Les femmes de Gafsa manifestent pour l'emploi.
La liberté de s’assumer économiquement
La région de Gafsa dont les populations ne sont pas moins vigilantes quant aux droits à la liberté – à côté de la justice et de la dignité – ayant été le bastion de la lutte pour l’indépendance et comptant d’innombrables patriotes et martyrs tels que Hocine Bouzaiane, Ahmed Tlili et Lazhar Chraïti a commémoré à sa manière la fête des martyrs en célébrant les funérailles de leur fils Omrane Mkaddemi –martyr de la cause palestinienne dont la dépouille rapatriée du Liban repose, après 28 ans, dans le carré familial Sidi Mkaddem.
Cependant, il est bon de rappeler au gouvernement, aux partis et aux élus à l’Assemblée nationale constituante (Anc) qu’au-delà de l’impérieuse mission d’élaborer la constitution et des querelles de clocher quant aux postes et privilèges que confère le pouvoir, le chômage des jeunes diplômés a été le moteur principal de la révolution du 14 Janvier et son éradication doit être une priorité absolue et le fil conducteur de tout plan d’action.

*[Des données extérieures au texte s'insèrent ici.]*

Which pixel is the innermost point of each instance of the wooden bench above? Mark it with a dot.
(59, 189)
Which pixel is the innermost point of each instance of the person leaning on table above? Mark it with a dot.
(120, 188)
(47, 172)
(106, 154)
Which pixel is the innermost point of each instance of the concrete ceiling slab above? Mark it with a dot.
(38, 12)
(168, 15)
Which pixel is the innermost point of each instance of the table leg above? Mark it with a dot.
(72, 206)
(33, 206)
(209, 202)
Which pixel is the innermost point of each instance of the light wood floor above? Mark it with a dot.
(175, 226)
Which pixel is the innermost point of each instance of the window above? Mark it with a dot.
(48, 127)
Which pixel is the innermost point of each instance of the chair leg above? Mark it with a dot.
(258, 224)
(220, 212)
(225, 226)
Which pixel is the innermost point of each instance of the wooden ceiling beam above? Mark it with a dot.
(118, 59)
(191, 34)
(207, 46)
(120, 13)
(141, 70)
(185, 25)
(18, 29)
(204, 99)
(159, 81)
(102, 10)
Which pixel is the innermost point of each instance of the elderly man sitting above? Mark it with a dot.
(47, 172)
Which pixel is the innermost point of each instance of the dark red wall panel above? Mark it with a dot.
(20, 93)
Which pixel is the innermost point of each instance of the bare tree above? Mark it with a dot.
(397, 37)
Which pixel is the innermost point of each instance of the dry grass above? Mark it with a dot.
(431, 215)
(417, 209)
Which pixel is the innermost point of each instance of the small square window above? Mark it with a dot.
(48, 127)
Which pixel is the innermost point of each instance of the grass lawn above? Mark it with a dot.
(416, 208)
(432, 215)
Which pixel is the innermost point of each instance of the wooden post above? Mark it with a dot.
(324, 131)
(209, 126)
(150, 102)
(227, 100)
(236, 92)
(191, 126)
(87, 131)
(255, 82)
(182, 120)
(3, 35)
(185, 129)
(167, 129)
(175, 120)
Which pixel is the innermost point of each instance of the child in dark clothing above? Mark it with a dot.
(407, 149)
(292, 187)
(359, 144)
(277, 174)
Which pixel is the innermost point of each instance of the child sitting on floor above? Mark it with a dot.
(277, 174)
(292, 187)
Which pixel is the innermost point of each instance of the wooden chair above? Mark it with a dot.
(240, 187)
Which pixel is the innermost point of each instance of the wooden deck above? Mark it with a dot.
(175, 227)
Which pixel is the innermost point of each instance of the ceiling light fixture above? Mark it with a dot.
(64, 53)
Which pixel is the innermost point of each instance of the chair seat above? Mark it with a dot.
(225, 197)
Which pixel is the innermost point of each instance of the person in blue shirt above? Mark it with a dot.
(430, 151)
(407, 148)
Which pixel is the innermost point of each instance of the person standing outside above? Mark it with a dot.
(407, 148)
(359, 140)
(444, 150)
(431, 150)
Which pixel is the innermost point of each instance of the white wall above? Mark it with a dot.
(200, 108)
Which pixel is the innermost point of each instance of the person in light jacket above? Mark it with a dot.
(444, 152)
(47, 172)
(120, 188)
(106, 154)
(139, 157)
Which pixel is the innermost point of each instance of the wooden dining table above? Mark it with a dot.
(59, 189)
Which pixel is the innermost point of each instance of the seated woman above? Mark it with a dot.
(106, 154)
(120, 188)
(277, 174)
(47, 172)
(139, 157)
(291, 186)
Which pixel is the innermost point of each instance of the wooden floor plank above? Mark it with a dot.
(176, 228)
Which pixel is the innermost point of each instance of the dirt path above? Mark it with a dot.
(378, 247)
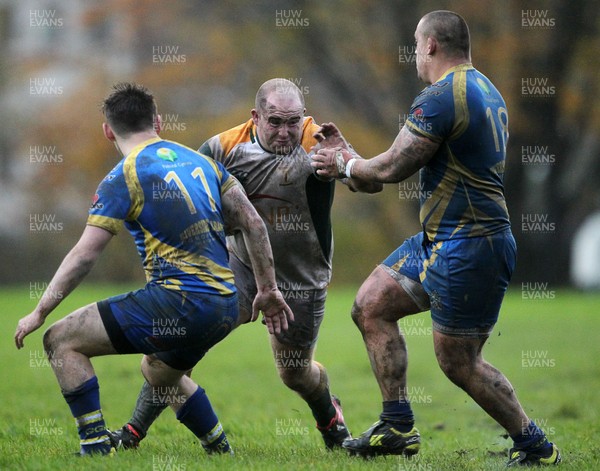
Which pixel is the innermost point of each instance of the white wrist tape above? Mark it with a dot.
(349, 166)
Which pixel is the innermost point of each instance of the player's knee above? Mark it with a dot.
(454, 369)
(294, 378)
(357, 314)
(51, 339)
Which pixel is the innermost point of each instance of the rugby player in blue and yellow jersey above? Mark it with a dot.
(269, 155)
(460, 265)
(176, 203)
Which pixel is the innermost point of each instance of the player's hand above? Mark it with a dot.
(276, 312)
(331, 163)
(27, 325)
(329, 137)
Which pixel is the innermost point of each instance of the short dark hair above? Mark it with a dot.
(451, 32)
(130, 108)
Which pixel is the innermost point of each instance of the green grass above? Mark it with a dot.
(549, 350)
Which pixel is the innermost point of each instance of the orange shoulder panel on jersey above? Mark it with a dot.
(308, 129)
(234, 136)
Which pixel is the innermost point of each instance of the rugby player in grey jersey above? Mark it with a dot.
(270, 155)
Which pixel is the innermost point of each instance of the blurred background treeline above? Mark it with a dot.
(354, 62)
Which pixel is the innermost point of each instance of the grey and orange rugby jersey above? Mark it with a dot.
(294, 204)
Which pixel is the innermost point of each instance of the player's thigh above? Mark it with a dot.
(466, 281)
(308, 307)
(458, 352)
(82, 331)
(246, 286)
(393, 290)
(158, 373)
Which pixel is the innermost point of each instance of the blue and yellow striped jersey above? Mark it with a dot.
(461, 187)
(169, 197)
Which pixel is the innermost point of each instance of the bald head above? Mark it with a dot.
(450, 31)
(282, 87)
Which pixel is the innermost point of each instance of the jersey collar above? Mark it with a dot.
(456, 68)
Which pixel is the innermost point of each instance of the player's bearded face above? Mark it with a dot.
(279, 129)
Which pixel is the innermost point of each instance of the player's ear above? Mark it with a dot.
(254, 116)
(108, 132)
(431, 45)
(157, 124)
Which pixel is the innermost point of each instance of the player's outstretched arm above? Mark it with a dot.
(241, 215)
(408, 153)
(330, 137)
(75, 266)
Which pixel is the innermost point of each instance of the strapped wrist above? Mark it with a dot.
(349, 166)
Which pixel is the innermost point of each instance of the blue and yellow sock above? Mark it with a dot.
(531, 437)
(399, 414)
(198, 415)
(84, 403)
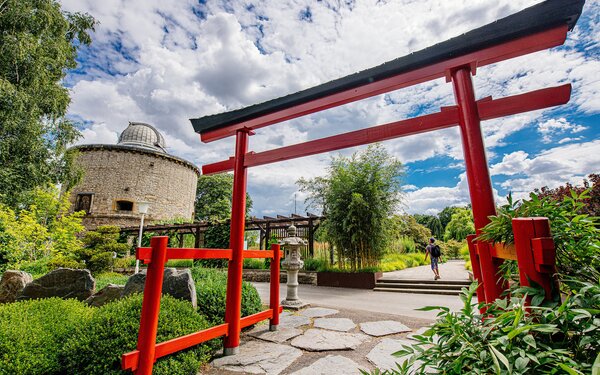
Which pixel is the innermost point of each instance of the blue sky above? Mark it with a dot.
(163, 62)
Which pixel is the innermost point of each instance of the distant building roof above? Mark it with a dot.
(139, 134)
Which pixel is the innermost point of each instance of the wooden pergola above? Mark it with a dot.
(268, 227)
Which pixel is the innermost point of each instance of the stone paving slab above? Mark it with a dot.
(383, 327)
(293, 321)
(280, 336)
(318, 312)
(317, 340)
(335, 324)
(332, 364)
(381, 355)
(259, 357)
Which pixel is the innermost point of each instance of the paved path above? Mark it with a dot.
(403, 304)
(450, 270)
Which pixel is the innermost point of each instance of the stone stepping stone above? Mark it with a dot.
(280, 336)
(259, 357)
(383, 327)
(318, 312)
(335, 324)
(293, 321)
(381, 355)
(318, 340)
(420, 332)
(332, 364)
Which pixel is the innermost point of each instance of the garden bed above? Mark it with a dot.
(357, 280)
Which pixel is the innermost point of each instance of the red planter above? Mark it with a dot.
(357, 280)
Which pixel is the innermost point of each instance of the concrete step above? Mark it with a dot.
(419, 291)
(439, 286)
(428, 281)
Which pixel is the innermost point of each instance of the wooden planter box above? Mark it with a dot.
(357, 280)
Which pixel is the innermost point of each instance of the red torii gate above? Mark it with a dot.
(534, 29)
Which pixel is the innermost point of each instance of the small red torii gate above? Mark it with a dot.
(539, 27)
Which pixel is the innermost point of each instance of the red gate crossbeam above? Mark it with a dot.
(518, 47)
(488, 109)
(148, 351)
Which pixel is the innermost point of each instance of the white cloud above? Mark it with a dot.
(163, 62)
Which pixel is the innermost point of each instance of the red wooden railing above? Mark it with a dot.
(533, 250)
(148, 351)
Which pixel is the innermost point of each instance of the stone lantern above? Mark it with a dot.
(292, 264)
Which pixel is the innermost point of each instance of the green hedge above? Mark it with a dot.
(113, 331)
(32, 334)
(211, 290)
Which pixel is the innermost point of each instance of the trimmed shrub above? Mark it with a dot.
(32, 334)
(211, 289)
(97, 347)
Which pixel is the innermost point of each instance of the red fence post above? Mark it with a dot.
(535, 257)
(274, 297)
(233, 305)
(151, 305)
(478, 176)
(476, 267)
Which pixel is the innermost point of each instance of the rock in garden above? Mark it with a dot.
(335, 324)
(180, 284)
(318, 340)
(383, 327)
(280, 336)
(176, 283)
(318, 312)
(332, 364)
(107, 294)
(12, 283)
(259, 357)
(63, 283)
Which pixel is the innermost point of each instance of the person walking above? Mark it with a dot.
(435, 253)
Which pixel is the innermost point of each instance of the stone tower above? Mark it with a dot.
(138, 168)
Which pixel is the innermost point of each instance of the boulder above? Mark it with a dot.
(63, 283)
(12, 283)
(107, 294)
(176, 283)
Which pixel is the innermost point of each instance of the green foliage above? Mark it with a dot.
(406, 228)
(254, 264)
(510, 338)
(96, 347)
(41, 230)
(576, 236)
(106, 278)
(213, 197)
(100, 246)
(431, 222)
(313, 264)
(38, 44)
(395, 261)
(460, 225)
(32, 334)
(357, 197)
(211, 290)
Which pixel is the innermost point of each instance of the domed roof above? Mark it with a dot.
(139, 134)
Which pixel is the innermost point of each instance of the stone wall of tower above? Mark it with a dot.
(120, 173)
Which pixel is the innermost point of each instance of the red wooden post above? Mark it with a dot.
(233, 304)
(530, 233)
(476, 267)
(274, 297)
(478, 177)
(151, 305)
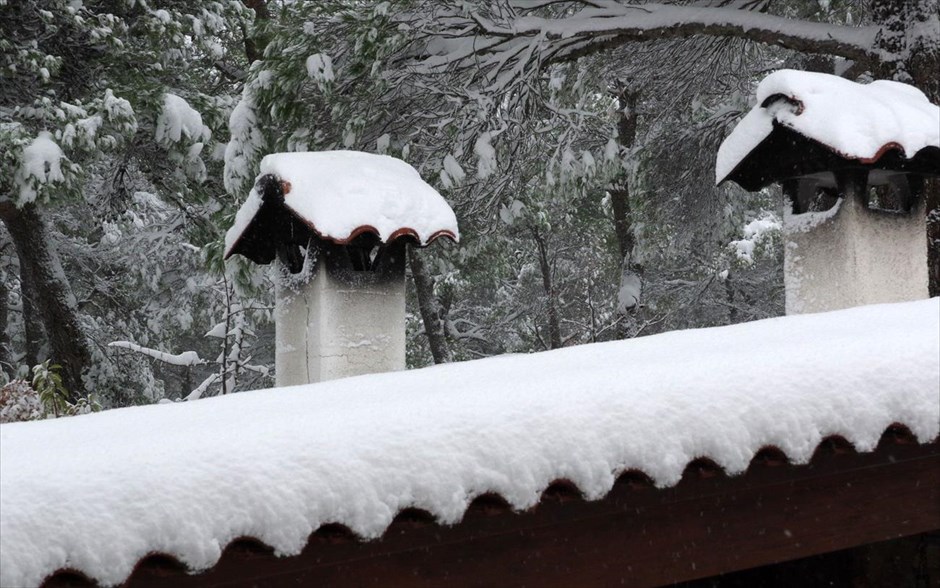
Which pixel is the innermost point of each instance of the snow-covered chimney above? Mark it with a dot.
(338, 223)
(852, 159)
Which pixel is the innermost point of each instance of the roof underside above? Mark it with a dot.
(186, 479)
(807, 123)
(786, 154)
(636, 535)
(336, 196)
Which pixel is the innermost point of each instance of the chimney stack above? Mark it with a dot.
(852, 159)
(338, 224)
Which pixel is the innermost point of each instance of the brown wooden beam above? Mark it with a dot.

Il est compréhensible d’intégrer les mouvements de protestation dans toutes les localités marginalisées comme à El Guetar (réclamant l’implantation d’une cimenterie promise officiellement) et Menzal Bouzayene (par où transitent les trains transportant le phosphate), Zanouch et récemment Sidi Aich (réclamant le statut de municipalité), tout en n’étant pas des centres, réclament leurs droits au travail et au développement.
D’aucuns trouvent choquant que Sidi Bouzid réclame un centre hospitalo-universitaire (Chu) – quand la tromperie était érigée en morale politique – alors que ce qui est choquant c’est de constater que les 21 Chu tunisiens se concentrent exclusivement dans la capitale et sur le littoral; quant à l’unique hôpital de Gafsa – héritage de la période coloniale – gratifié un moment d’une plaque «Chu» a retrouvé par décence, depuis, son modeste statut d’hôpital régional.
Les innombrables évènements politiques et socio-économiques survenus depuis la révolution ne doivent pas nous faire perdre de vue que Bouazizi s’est immolé par le feu un certain 17 décembre 2010 suite à la spoliation sous la contrainte de son outil de travail et que les soulèvements de Redeyef pour réclamer le droit au travail culminant un certain 5 décembre 2008 ont été les facteurs déclencheurs de la chute du régime dictatorial de Ben Ali.
** ‘‘L’Express’’ du 19/01/2012: «Maroc: le nouvel âge d’or des phosphates».